Now, we need to handle the time dimension.
Then, we will convert some columns from Attributes to Measures and rename them.
Once this is done for all measures, we need to group them for easier analysis. This is done via formula.
Now, we can start visualizing these data. First, we need to know if the number of flights, delays and cancelations has evolved over time.
The percentage of delayed or canceled flights is hard to analyze this way. Let’s create a new formula to calculate these ratios.
The result is more clear, but the trend is hard to analyze. Let’s add a running average.
We can now see that on average, the flight delays have increased over the last 10 years. With this information, let’s dig deeper and analyze which type of delay is the highest source of inconvenience for the passengers.
From the above chart, we can easily see that the Air Carriers are the main source of flights delays in the US from 2003 to 2013.
If we add the Carrier Name dimension to the chart and filter the data by only the Carrier Delay, we get the following chart.
Notice that American Airlines and American Eagles are both in the top 5 of the worst carriers. Since both are sharing the same hubs, their difficulties may be related to geography. However, the current dataset is missing exact location like latitude and longitude. To do this, let’s add and merge with a list of all airport codes and corresponding GPS location and create a geographical hierarchy.
Let’s now use this new information and visualize flight delays by geography, filtered by American Airlines and American Eagles.
However, when removing the filter and showing all airlines, it seems like the delays are more related to large airports like Chicago, Dallas or Atlanta.
This analysis doesn’t provide enough information, but brings the idea of analyzing the geography repartition of weather related delays.
Here again, the data at hand doesn’t provide us enough insight, but when weather comes in mind, seasonality is expected. Let’s redraw this chart using timelines.
Weather delays are indeed seasonal. However, surprisingly, weather delays cannot only be limited to snow and storms since May, June and July are also very impacted, probably due to thunderstorms and / or hurricane season.
As a conclusion, I want to try and estimate the chances for my American Airlines flight to SAP TechEd in Las Vegas on October 2013 of being delayed or canceled. Since the dataset end on June 2013, I will need to use Predictive Analytics to estimate this.
SAP Lumira’s forecast feature calculates that on a flight with American Airlines to Las Vegas in October, the probability of getting delayed is 0.27%. This is of course a pretty rough estimate.

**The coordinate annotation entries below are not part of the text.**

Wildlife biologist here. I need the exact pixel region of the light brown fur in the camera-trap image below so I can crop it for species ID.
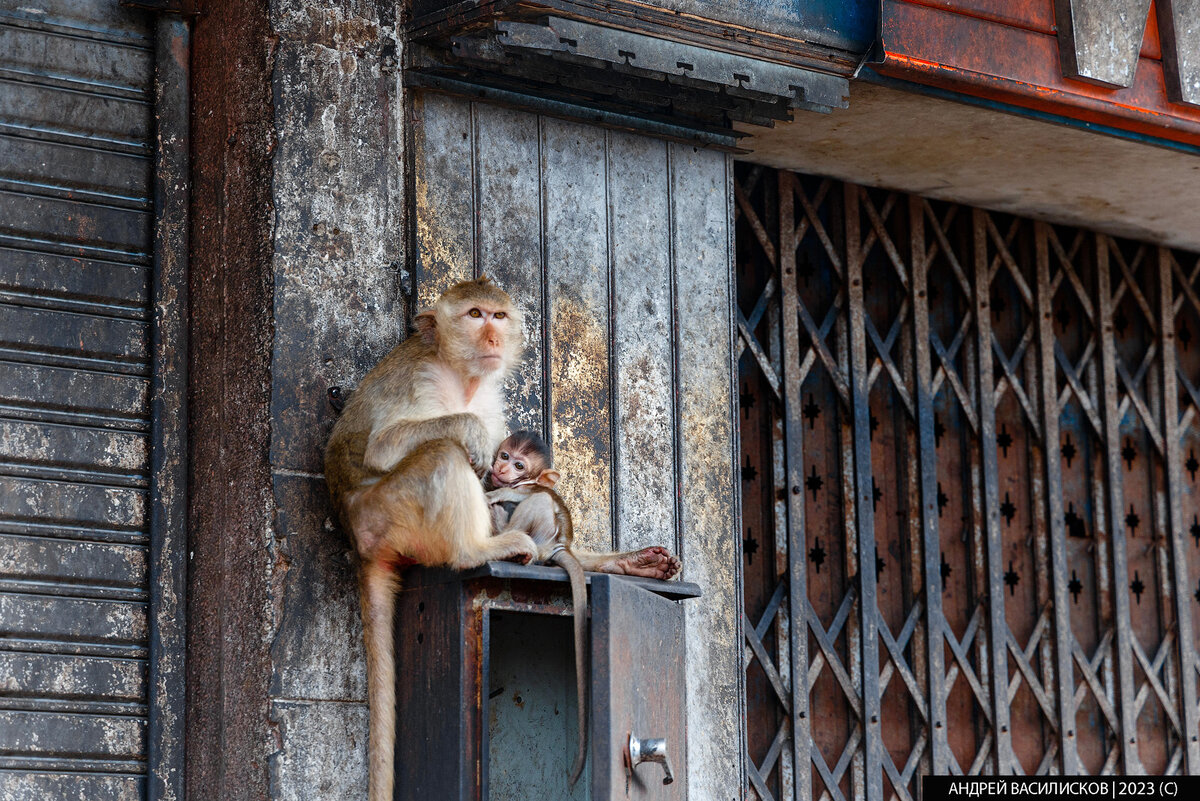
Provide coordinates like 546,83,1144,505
325,278,538,801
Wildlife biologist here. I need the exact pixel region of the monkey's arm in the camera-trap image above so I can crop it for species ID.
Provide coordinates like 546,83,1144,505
486,487,532,505
362,412,492,472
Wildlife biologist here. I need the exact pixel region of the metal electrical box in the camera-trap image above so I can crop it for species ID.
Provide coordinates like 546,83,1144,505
395,562,700,801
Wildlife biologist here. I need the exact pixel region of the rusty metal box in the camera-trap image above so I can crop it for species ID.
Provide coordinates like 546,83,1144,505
395,562,700,801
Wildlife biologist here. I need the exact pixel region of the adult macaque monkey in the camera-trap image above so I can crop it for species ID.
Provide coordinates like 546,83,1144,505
325,278,538,801
485,430,679,787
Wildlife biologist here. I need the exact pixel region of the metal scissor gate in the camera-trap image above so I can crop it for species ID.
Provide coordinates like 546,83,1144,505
734,164,1200,800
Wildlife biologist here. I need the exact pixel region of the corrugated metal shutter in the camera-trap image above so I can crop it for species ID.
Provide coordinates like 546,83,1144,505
0,0,154,801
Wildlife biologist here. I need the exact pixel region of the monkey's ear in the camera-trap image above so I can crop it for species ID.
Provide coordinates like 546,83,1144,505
413,308,438,345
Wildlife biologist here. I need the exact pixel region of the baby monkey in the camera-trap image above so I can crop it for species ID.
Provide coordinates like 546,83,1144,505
484,430,679,787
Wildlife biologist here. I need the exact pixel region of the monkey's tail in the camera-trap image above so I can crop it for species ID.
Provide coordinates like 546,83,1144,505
550,548,588,788
359,562,400,801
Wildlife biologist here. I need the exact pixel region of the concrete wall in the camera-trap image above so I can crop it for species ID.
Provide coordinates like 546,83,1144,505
188,0,406,800
188,0,744,801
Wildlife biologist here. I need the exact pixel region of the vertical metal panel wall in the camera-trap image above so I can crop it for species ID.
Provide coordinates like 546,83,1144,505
0,0,155,801
736,165,1200,800
413,94,744,799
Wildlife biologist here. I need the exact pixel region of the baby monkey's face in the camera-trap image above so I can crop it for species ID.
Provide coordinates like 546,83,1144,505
491,440,541,487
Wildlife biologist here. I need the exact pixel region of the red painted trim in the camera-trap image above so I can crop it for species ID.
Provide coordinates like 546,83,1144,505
876,0,1200,145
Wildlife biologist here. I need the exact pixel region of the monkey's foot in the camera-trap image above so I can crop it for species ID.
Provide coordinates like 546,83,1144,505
500,553,533,565
601,546,683,579
491,529,538,565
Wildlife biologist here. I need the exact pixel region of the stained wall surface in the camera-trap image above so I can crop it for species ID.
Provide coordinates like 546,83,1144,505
413,94,743,799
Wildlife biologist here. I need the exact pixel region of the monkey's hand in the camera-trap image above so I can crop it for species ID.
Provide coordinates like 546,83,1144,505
454,414,497,478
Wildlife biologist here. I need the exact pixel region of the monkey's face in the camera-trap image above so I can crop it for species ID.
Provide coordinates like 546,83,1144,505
490,440,541,487
437,285,522,377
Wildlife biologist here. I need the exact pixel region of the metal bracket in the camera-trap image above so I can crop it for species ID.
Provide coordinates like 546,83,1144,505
120,0,202,17
489,17,850,113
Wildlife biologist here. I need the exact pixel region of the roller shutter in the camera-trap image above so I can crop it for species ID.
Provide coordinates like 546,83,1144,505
0,0,155,801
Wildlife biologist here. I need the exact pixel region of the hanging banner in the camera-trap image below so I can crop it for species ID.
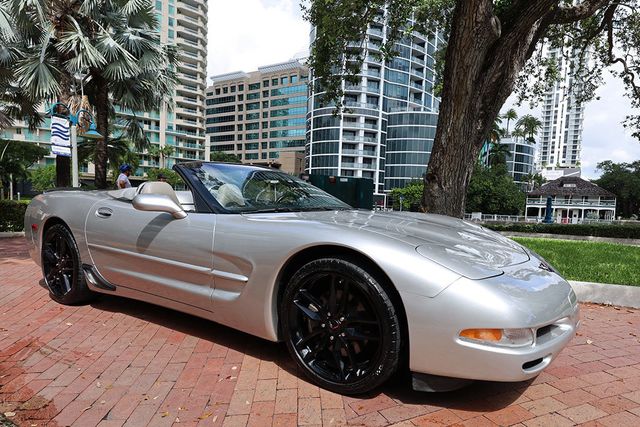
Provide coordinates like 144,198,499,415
51,116,71,157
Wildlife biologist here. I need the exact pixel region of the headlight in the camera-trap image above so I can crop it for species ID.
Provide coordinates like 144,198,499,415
460,328,534,347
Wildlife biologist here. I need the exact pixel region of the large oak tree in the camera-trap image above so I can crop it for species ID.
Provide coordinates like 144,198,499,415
303,0,640,216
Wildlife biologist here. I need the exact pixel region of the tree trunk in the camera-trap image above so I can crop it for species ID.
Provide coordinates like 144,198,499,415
423,0,557,217
94,76,109,189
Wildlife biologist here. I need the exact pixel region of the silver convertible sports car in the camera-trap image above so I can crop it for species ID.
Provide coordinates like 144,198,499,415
25,162,579,394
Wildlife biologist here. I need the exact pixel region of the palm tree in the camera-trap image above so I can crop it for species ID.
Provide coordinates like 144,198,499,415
6,0,177,188
489,141,511,167
511,128,526,141
502,108,518,136
516,114,542,144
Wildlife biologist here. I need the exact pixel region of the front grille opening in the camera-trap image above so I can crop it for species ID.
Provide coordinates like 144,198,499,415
536,325,553,338
522,357,542,371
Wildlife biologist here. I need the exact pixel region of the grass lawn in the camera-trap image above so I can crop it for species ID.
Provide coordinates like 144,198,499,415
513,237,640,286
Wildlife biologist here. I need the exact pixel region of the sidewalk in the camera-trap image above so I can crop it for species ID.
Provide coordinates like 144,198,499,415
0,239,640,427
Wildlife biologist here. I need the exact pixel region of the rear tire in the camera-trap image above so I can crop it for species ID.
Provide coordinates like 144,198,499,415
42,224,95,305
279,258,401,394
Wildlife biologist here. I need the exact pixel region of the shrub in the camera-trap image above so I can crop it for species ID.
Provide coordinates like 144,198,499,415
0,200,27,231
484,223,640,239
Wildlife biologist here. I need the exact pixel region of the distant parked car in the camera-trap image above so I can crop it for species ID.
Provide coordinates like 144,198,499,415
25,162,578,394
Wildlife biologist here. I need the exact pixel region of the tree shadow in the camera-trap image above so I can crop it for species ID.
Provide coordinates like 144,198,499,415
91,295,533,412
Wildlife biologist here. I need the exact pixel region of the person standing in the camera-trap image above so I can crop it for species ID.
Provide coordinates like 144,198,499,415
116,163,131,188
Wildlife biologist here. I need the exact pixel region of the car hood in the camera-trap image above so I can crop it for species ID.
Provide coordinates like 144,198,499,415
303,211,529,279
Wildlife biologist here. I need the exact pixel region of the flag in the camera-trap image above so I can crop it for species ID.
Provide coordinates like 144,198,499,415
51,116,71,157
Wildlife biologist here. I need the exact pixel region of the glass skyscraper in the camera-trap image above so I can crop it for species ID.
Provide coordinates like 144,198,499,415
305,15,442,198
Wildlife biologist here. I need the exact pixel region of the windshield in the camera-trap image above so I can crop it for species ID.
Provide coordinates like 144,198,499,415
186,163,352,213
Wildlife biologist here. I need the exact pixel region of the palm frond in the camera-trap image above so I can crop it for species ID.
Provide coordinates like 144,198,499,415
56,16,107,73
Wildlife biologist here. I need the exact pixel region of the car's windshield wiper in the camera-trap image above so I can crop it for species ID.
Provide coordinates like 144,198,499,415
242,207,299,213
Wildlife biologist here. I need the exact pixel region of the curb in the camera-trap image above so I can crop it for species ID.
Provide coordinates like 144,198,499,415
569,280,640,308
498,231,640,246
0,231,24,239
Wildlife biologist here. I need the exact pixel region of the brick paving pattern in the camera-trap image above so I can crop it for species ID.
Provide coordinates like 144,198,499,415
0,239,640,427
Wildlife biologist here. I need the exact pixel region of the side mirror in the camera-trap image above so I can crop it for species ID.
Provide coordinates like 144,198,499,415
132,194,187,219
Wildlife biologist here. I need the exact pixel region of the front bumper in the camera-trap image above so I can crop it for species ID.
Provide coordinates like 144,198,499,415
402,262,579,381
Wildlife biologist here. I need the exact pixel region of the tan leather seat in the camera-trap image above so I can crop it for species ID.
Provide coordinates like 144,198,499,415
138,181,180,206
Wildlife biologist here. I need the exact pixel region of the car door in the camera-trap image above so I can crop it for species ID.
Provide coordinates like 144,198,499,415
85,198,216,310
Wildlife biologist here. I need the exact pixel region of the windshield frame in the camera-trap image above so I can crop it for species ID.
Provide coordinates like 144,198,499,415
173,161,355,215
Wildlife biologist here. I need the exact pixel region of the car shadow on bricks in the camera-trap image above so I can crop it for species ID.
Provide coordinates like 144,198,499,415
91,294,533,412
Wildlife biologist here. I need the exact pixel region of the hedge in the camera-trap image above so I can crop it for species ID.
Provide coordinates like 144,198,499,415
0,200,27,231
484,222,640,239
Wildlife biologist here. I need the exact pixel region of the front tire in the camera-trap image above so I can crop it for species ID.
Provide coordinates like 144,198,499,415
42,224,93,305
279,258,401,394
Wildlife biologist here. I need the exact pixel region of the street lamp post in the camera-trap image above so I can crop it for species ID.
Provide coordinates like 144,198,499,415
51,102,102,187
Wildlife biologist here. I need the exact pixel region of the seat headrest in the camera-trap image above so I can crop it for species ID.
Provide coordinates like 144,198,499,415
138,181,180,205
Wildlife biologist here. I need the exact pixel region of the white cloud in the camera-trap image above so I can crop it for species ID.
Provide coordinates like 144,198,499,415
208,0,640,178
503,73,640,179
208,0,310,77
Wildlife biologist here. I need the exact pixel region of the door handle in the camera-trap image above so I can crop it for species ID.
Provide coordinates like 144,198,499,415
96,208,113,218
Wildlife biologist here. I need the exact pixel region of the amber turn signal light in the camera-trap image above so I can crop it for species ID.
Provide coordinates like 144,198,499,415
460,329,502,341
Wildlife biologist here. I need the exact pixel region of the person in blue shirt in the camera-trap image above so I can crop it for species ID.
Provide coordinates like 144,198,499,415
116,163,132,188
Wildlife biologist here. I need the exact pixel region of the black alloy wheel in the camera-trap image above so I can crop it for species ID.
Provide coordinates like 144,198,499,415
42,224,92,304
281,258,400,394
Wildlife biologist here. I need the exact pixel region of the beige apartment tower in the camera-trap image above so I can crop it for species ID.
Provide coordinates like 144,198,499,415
0,0,208,177
206,60,309,174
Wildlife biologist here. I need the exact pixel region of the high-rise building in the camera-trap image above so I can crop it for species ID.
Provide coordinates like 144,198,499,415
0,0,208,175
536,47,584,175
206,60,309,173
306,14,442,200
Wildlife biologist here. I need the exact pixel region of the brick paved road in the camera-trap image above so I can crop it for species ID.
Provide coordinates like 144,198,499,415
0,239,640,427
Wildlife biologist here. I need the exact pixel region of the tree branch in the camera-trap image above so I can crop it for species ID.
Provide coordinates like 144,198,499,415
553,0,611,24
607,21,640,99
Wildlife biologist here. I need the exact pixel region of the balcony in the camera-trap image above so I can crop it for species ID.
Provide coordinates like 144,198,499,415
527,197,616,209
342,149,376,157
342,162,377,170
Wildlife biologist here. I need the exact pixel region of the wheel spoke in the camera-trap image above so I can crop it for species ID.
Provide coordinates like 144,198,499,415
298,289,324,312
345,328,380,341
293,300,322,322
331,342,345,380
296,329,325,349
329,274,338,316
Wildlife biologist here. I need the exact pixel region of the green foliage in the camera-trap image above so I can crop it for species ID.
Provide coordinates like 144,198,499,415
0,0,178,187
210,151,242,163
0,200,27,231
484,222,640,239
0,140,49,182
391,181,424,212
594,160,640,218
516,114,542,144
29,165,56,192
513,237,640,286
147,168,182,188
466,164,526,215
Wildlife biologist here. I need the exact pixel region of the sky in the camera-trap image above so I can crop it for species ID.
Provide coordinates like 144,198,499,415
208,0,640,178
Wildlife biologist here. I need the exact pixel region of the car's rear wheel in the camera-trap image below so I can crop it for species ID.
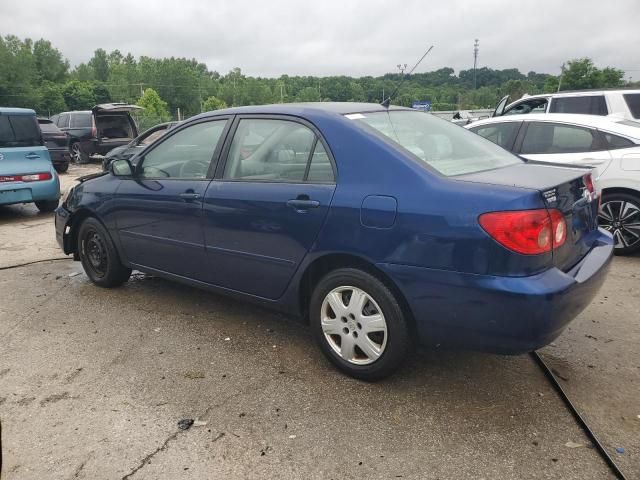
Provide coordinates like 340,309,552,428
78,217,131,288
69,142,89,165
309,268,411,381
598,193,640,255
35,200,59,213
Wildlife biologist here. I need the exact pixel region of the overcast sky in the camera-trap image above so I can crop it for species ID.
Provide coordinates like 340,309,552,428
0,0,640,79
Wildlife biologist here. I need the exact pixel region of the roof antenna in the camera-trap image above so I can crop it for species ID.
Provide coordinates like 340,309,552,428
380,45,433,108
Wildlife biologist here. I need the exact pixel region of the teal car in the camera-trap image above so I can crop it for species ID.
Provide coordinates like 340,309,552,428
0,107,60,212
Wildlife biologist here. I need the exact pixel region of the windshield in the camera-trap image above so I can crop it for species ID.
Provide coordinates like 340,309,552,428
0,115,42,148
346,110,521,176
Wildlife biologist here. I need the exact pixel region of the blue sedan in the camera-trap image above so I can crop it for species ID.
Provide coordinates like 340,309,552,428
56,103,613,380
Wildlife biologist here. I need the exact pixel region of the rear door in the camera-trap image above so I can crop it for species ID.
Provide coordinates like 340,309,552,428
204,117,335,299
114,117,229,280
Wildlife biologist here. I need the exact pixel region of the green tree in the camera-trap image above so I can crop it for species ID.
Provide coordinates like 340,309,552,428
202,96,227,112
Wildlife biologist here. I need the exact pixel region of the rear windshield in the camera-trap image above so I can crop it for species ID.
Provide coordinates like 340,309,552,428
623,93,640,118
346,110,522,176
71,113,91,128
549,95,609,115
0,115,42,148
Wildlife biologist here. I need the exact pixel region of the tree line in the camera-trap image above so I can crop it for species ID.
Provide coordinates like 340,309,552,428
0,35,637,123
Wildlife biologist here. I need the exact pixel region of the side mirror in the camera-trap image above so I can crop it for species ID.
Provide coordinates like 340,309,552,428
109,160,133,177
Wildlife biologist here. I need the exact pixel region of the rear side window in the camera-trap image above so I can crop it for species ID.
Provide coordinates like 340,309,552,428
71,113,91,128
603,132,636,150
224,119,328,183
469,122,521,150
520,122,598,154
549,95,609,115
0,115,42,148
623,93,640,118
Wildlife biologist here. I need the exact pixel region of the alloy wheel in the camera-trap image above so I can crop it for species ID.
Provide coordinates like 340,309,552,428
598,200,640,248
320,286,388,365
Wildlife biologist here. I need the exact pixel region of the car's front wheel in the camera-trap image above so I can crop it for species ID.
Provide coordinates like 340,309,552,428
598,193,640,255
35,200,59,213
78,217,131,288
309,268,411,381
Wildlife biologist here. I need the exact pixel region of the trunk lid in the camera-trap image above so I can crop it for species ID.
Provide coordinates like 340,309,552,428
456,163,599,271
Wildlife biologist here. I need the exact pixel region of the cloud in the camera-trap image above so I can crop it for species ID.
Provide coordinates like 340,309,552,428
0,0,640,78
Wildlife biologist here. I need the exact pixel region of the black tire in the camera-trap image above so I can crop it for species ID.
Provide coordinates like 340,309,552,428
53,162,69,173
309,268,413,381
598,193,640,255
78,217,131,288
69,142,89,165
35,200,60,213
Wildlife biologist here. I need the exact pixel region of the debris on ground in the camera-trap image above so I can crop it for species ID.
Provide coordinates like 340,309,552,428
178,418,193,430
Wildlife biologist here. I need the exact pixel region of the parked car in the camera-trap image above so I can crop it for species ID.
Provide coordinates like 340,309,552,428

With more time and understanding of the dataset, we could improve this calculation by merging the dataset with other data like weather records and forecasts, event schedules that could impact travel (think Christmas, Thanksgiving, large conferences, etc.). Also, notice that the data at hand indicates the arrival airport, but is lacking the information about the departure airport, which probably has an impact on delays and cancellations.
As a conclusion, this short first hands-on test of SAP Lumira shows a very effective solution for the analyzing, visualization and forecast of large datasets. Go ahead and try it for yourself!